I looked at the curves you featured. I took in the sumptuous reds on your lips and imprinted in my soul the kinky, curly, flat, puffy, drizzly, stringy, clipped, busy, avenues from your head.
I looked at smiling black men, fathers and uncles and brothers and teachers, people professing with their lives what it meant to make efforts, what it meant to pull it together, and what it meant to create for one’s own community counter-images which were truer, better, and accurate images.

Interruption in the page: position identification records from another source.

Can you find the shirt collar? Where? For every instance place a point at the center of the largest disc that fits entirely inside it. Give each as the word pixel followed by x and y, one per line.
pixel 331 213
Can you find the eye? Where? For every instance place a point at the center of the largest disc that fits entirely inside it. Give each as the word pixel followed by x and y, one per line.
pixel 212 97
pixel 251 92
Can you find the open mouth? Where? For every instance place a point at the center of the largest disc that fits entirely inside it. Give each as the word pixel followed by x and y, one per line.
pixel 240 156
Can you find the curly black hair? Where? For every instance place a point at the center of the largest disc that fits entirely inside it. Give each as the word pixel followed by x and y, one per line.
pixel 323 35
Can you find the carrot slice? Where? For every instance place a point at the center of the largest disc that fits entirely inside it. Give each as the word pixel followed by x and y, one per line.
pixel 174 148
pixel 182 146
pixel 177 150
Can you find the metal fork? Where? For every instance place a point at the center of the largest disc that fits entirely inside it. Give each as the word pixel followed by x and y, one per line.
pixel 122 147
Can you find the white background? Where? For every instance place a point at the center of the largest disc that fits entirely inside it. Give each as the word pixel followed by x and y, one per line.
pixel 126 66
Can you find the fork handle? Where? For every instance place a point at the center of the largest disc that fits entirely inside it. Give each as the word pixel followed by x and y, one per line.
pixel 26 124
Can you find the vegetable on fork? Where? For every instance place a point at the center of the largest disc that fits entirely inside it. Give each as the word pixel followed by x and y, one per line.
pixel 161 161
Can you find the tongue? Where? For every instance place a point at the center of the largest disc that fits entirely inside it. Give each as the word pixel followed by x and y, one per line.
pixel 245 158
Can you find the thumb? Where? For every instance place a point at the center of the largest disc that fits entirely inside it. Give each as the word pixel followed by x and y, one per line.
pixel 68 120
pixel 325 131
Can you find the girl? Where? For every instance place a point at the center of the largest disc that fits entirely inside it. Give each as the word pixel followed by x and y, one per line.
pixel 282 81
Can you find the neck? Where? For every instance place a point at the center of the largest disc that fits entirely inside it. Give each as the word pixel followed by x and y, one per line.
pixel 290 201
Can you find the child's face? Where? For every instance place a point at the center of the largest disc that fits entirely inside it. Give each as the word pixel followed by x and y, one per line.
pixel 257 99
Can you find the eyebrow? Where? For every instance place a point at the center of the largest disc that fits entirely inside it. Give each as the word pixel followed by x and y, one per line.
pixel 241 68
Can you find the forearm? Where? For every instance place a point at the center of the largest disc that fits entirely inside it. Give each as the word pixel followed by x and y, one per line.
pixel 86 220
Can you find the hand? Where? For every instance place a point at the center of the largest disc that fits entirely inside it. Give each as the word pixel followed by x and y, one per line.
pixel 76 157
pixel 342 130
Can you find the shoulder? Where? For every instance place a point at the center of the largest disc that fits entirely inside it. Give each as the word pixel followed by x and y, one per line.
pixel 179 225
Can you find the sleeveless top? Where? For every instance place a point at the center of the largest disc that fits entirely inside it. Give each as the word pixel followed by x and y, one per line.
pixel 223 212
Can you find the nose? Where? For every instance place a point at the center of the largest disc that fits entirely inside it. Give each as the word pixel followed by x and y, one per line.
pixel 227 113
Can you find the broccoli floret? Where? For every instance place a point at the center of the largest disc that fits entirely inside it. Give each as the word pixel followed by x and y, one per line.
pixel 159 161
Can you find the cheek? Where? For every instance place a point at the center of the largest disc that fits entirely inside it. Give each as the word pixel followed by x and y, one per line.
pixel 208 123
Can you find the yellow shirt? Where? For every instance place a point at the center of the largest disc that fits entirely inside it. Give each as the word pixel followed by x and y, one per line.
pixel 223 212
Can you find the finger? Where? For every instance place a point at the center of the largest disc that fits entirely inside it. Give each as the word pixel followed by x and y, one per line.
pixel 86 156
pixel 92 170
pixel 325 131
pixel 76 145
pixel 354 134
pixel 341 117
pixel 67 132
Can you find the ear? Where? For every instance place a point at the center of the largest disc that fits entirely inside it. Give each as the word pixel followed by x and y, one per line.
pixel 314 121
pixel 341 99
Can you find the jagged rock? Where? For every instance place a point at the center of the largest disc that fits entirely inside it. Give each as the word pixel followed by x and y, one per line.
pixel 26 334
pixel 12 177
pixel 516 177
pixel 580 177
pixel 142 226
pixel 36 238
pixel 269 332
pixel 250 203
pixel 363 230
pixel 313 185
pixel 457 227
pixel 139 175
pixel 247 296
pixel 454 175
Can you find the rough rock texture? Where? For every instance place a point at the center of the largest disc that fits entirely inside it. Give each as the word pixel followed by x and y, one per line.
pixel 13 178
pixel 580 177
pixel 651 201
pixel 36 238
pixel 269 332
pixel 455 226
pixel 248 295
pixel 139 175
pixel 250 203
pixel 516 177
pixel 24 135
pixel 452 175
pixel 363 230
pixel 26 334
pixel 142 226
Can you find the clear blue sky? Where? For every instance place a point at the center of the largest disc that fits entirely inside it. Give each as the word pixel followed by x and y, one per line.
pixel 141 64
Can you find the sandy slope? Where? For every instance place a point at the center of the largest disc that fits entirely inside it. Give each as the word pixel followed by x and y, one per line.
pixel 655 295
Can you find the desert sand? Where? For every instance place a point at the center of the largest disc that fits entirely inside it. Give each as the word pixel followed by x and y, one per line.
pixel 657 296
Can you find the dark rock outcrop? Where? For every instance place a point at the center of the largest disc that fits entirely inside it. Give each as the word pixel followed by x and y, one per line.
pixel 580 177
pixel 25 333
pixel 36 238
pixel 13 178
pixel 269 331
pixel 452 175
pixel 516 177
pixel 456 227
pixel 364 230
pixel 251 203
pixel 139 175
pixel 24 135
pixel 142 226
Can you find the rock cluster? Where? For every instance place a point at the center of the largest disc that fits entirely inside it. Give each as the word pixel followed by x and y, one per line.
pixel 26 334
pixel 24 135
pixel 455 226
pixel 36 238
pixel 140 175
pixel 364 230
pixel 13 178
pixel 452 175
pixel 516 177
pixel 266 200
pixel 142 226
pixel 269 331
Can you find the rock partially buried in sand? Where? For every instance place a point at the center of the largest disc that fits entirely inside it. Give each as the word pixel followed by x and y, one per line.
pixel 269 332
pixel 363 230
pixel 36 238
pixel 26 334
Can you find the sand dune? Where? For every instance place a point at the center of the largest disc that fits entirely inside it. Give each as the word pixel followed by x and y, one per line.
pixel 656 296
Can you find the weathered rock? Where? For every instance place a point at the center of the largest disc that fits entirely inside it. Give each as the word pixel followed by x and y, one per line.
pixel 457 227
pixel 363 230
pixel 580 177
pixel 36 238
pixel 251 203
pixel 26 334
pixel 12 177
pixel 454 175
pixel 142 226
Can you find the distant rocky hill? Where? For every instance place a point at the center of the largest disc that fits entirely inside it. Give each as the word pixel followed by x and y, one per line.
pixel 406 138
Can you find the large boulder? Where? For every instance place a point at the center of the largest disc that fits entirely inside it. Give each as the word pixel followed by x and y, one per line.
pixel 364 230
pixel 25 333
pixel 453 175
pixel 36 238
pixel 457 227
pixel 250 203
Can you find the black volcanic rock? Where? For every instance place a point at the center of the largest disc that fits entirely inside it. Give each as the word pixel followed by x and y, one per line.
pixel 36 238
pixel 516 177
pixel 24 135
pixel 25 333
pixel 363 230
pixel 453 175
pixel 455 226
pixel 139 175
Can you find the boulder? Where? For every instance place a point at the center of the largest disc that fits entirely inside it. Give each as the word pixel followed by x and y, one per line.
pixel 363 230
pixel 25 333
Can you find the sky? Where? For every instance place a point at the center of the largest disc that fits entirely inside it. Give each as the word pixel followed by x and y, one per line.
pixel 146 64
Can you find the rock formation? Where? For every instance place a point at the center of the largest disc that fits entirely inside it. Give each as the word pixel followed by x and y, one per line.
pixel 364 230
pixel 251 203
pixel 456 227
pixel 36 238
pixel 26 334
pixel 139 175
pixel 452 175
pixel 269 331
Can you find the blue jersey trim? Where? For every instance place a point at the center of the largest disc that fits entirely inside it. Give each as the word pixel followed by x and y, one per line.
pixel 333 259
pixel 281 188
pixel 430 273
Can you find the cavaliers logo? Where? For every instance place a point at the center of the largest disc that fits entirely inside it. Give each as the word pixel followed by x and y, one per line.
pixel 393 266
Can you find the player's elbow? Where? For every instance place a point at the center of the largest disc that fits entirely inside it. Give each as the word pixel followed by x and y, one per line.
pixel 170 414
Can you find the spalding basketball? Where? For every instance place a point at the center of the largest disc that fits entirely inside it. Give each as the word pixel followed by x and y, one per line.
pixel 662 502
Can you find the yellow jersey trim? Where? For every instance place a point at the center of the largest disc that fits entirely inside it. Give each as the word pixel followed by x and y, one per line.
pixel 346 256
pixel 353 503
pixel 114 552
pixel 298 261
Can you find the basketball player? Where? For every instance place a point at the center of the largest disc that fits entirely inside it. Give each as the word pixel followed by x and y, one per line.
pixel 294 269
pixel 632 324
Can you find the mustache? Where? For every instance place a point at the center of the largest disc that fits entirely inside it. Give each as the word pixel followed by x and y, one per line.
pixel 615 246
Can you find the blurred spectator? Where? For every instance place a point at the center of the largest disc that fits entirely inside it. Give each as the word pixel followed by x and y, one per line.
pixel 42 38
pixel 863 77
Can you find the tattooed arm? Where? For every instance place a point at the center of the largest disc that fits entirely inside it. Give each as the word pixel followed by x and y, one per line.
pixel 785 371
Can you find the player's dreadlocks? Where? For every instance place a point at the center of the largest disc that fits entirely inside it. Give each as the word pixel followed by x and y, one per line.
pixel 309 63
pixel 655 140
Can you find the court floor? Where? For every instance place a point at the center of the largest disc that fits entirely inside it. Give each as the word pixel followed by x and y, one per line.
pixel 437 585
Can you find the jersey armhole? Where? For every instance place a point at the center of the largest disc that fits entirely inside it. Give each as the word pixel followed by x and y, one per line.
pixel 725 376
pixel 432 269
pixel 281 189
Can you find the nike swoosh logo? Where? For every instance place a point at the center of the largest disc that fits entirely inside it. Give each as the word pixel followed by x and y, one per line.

You trained my gaze, expanded my vision, and showed me how to start my attraction, how to turn my sight, and how to see the bodies of women closer to me, men very near me, children around me, people whose faces would come to close to my nose, in conversation, around the table, at church, and on all my childhood playgrounds.
I sat struck and dumb and inspired to write because of images you created by showing up like a gift, directed to me, made for me, fashioned with me in mind, and in your every offering was an issue that made me imagine and reimagine how to be black and how to be man and how to be beautiful and how to be with other beautiful black people.
In you and saw what love and work looked like. I saw the sights of wonder. I saw the sights of accomplishment. In you was a body of work, a composed collection cracking my developing notions of the color that captured everything from cream to cacao and did so with hands and eyes and ears of appreciation for how good black looked.
Written on the latest public occasion to grieve a significant treasure all of us should remember well, Johnson Publishing, which is in its last stages as a necessary-but-dying institution.